Charter schools were meant to be an alternative to standard public schools, not simply public schools with a new name. If charter schools do not do the job they were intended to do — significantly improve student achievement — they shouldn’t be funded, whether the Federal money is at hand or not. And if charter schools do do what they were intended as, they should be funded regardless of money from Washington.
Legislation to increase the number of charters being stalled now, those that do exist are kind of on their own, to prove their worth. Charter parents will have to speak out; to organize. Democrats for Education Reform, the local chapter of a nationwide group deployed to power up the alternative schools constituency, will have to get talking.
Did I mention curricula ? The battle is raging already to reject the national education establishment’s “common core” as being too difficult for children to master and too narrowly tested. Myself, having read through the “common core proposal, I find it a trope, a slice of common sense. Every society with schools at all has had a common core curriculum; it’s how that society prepares its children for the jobs it offers. this was as true of Rome in year 300 A.D. as of western Europe in year 1090 A.D. and 1500 A.D., and it was the basis of the New England School Law of 1634. Children must learn a common basic curriculum in order to do the jobs that will need to hire them; and to be good citizens. Is it difficult ? It always was. Life, too, is difficult. Tears come to one’s eyes as well as joy.

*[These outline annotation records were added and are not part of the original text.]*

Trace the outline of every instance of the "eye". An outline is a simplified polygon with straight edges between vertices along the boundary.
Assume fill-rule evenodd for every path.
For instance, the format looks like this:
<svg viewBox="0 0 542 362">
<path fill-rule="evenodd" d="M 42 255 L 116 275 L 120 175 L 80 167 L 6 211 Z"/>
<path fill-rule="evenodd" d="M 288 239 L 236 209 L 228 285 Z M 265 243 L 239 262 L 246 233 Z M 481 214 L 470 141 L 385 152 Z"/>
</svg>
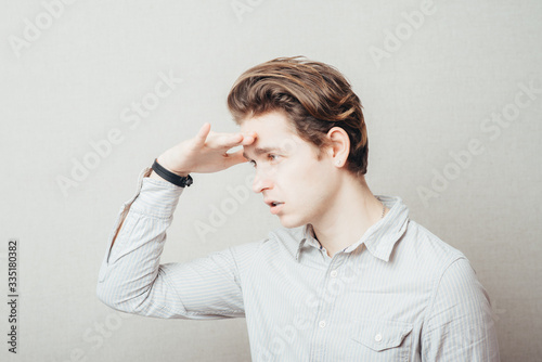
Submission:
<svg viewBox="0 0 542 362">
<path fill-rule="evenodd" d="M 269 160 L 276 160 L 276 158 L 279 158 L 279 157 L 280 157 L 279 155 L 275 155 L 275 154 L 272 154 L 272 153 L 268 154 Z"/>
</svg>

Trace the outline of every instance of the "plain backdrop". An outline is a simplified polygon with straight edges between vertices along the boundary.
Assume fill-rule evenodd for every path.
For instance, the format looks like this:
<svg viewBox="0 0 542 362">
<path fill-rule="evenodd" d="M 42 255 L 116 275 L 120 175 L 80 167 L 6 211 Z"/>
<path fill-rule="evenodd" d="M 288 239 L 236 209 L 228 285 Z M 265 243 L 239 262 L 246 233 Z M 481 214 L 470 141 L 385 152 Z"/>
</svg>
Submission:
<svg viewBox="0 0 542 362">
<path fill-rule="evenodd" d="M 293 55 L 350 80 L 364 106 L 371 190 L 400 196 L 411 219 L 468 257 L 493 305 L 502 361 L 542 354 L 539 0 L 2 1 L 0 20 L 1 299 L 10 238 L 20 294 L 18 353 L 8 352 L 1 302 L 0 360 L 250 360 L 244 319 L 121 315 L 95 287 L 141 169 L 205 121 L 236 131 L 225 106 L 234 80 Z M 170 92 L 157 96 L 168 77 Z M 194 174 L 162 261 L 278 228 L 254 193 L 211 225 L 251 172 Z"/>
</svg>

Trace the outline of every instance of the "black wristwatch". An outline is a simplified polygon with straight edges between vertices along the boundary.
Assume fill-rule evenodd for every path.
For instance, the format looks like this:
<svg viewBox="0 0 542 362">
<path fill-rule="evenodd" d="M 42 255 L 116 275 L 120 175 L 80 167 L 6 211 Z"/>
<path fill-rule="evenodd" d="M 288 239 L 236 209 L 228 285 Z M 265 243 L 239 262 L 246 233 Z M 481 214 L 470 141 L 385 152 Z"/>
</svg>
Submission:
<svg viewBox="0 0 542 362">
<path fill-rule="evenodd" d="M 163 178 L 166 181 L 171 182 L 172 184 L 175 184 L 179 188 L 190 186 L 194 182 L 194 180 L 192 180 L 190 174 L 189 176 L 179 176 L 177 173 L 168 171 L 160 164 L 158 164 L 158 159 L 154 160 L 152 168 L 156 172 L 156 174 L 158 174 L 160 178 Z"/>
</svg>

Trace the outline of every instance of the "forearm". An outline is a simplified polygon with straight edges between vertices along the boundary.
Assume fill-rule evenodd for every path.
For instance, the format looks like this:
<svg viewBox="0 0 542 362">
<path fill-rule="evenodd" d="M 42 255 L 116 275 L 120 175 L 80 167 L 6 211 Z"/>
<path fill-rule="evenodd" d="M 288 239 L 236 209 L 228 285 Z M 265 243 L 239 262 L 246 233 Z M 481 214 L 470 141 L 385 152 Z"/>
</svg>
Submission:
<svg viewBox="0 0 542 362">
<path fill-rule="evenodd" d="M 150 178 L 140 184 L 137 197 L 125 205 L 117 219 L 96 292 L 112 308 L 154 315 L 160 312 L 158 303 L 167 293 L 159 259 L 182 189 Z M 156 300 L 149 298 L 151 294 Z"/>
</svg>

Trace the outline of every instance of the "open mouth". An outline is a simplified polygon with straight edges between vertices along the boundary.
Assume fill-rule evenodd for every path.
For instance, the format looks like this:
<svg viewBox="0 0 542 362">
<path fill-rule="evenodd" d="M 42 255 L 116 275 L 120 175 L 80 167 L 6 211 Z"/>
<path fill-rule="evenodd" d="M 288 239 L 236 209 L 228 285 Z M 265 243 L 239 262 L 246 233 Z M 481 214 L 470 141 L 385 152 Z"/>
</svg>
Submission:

Kids can manage. They really can.
As for teacher pay and standard school budgets, in Boston these look paid for — this year. After that, a lot depends on who the next School Superintendent will be. The “search committee” is already on it, but for me, the best choice is John McDonough, the current “interim superintendent,’ who says he doesn’t want to be considered for the permanent job : but whom all sides respect and who can therefore best steer “standard Boston public schools,” troubled schools as well, into the next phase, alongside charters as they are and all manner of experimental school set-ups that innovators may successfully propose — as they surely will, and should.